Inderjeet Singh headshot

#PolicyProfile: Inderjeet Singh MPP '23

Apr 28 2023
By Brittany N. Murray
Source Princeton School of Public and International Affairs

“My father was the first literate person in the family, and when I went to college in Delhi, that was still uncommon in our family at that time. My grandparents migrated to India from Pakistan. They were landless laborers, tending somebody else's fields and struggling for their meals every day. But they understood that education could bring career advancement and prosperity.

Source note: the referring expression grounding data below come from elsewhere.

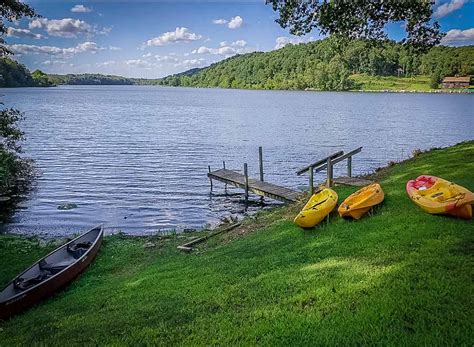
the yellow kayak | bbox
[294,188,338,228]
[406,175,474,219]
[338,183,384,219]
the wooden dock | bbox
[207,146,371,206]
[333,176,373,187]
[208,168,300,203]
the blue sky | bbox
[5,0,474,78]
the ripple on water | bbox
[0,86,472,236]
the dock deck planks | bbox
[208,168,300,203]
[333,176,373,187]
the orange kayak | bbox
[338,183,384,219]
[406,175,474,219]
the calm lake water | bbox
[0,85,472,236]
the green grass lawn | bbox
[350,74,433,92]
[0,142,473,345]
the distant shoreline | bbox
[2,83,472,94]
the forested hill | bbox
[0,58,160,87]
[2,39,473,90]
[158,38,474,91]
[47,73,137,86]
[0,57,52,87]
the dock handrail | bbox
[299,147,363,193]
[312,147,363,174]
[296,150,344,175]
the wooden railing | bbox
[297,147,363,192]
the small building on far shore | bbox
[441,76,471,89]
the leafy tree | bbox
[430,68,442,89]
[0,57,36,87]
[158,38,473,91]
[266,0,443,51]
[0,0,37,55]
[31,69,53,87]
[0,1,37,194]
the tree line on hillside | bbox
[0,57,53,87]
[158,38,474,91]
[0,58,164,87]
[47,73,137,86]
[1,38,473,91]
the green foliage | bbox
[0,57,35,87]
[0,58,54,87]
[267,0,443,51]
[159,38,473,91]
[31,69,53,87]
[0,1,37,195]
[0,106,31,194]
[351,74,432,91]
[420,45,474,77]
[0,0,37,56]
[0,142,472,345]
[430,69,442,89]
[47,73,136,85]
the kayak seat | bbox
[14,271,50,291]
[39,259,75,274]
[67,242,92,258]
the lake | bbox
[0,85,472,236]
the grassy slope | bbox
[0,142,473,345]
[350,74,433,91]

After high school, I went to Delhi to pursue engineering and was exposed to many things that a small-town boy would not have been — debating and interacting with people from different parts of India or from abroad. That was when I started thinking more about my career, as well as how I could contribute to society at large."
Inderjeet Singh MPP ’23

I began working for the Indian Administrative Service in 2010 and have worked in various parts of the state of Rajasthan. My role as a district magistrate is to ensure welfare programs, providing people with food, clothing, and housing. I've worked in that position around 10 years, which is highly demanding, but, at the same time, highly satisfying. I’m very passionate about women's empowerment, and within that, I’ve focused on three things: education, health, and livelihoods. Working with tribal women in a very remote district in Rajasthan, we started a women’s empowerment program in which we made sure that technology and women came together. That campaign went on to prove — not to the state but to the government of India at large — that women had the capacity and the talent to take that initiative forward. This went on to win the Prime Minister's Award, and the same model was replicated across India. I follow the dictum given by Mahatma Gandhi to be the change that you wish to see in the world. If I wish that people like my grandparents should have the best in their lives, it is people like us at the small or medium level who will have to start. That’s what ultimately brought me to SPIA — to challenge my thinking and challenge my views. I want to get back to my public service with renewed vigor.”